The position you have taken here is not anyone's position in this conflict. It's certainly not Ukraine's position, but more importantly it's not Russia's position either. Russia isn't claiming half or a third of eastern or southern Ukraine as Russian territory because of historic precedent from pre-Soviet or pre-Imperial times. Russia is claiming that Crimea, of its own volition, decided to secede from Ukraine and join Russia. Russia is citing the right of peoples and nations to self-determination from the UN Charter as the legal basis, and pointing to Kosovo, and others, as precedent. Russia, in its own version of events, simply did the neighbourly good turn of protecting the locals from rowdy right-wing elements and heavy-handed interference from an un-elected Kiev government, while they conducted their complete fair and
totally not rigged referendum, to decide what the people of Crimea wanted to do.

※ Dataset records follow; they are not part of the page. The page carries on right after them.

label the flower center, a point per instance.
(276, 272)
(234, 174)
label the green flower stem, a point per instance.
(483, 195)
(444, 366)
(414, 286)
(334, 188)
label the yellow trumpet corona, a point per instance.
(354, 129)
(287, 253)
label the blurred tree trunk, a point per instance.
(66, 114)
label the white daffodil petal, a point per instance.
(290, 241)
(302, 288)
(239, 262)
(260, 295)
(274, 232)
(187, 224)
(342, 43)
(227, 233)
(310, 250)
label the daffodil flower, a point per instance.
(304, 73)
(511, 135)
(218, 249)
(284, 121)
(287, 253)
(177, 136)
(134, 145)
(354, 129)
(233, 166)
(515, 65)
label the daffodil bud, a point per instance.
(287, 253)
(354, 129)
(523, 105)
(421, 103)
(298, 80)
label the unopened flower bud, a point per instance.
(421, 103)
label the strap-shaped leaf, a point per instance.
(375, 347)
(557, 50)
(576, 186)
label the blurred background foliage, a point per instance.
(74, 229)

Leaving aside the hilarious naivete of this narrative, in principle Russian annexation of Crimea is rooted in the right to self-determination of the locals, who happen to have a super-majority of ethnic Russians, and who have attempted to secede from Ukraine before, in the 90's. It didn't work out at the time, but 20+ years of Kiev rule didn't make people much happier about the lot they were dealt at the fall of the Union.
TL;DR - Ok, sorry this turned into such a gigantic off-topic mess. Feel free to skip it. The long and short of it is modern day Ukraine comes from the Ukrainian SSR, not any pre-Imperial Ukraine which mostly didn't exist as any sort of nation-state. And Russia doesn't take your view of the situation either, which makes the entire thing moot.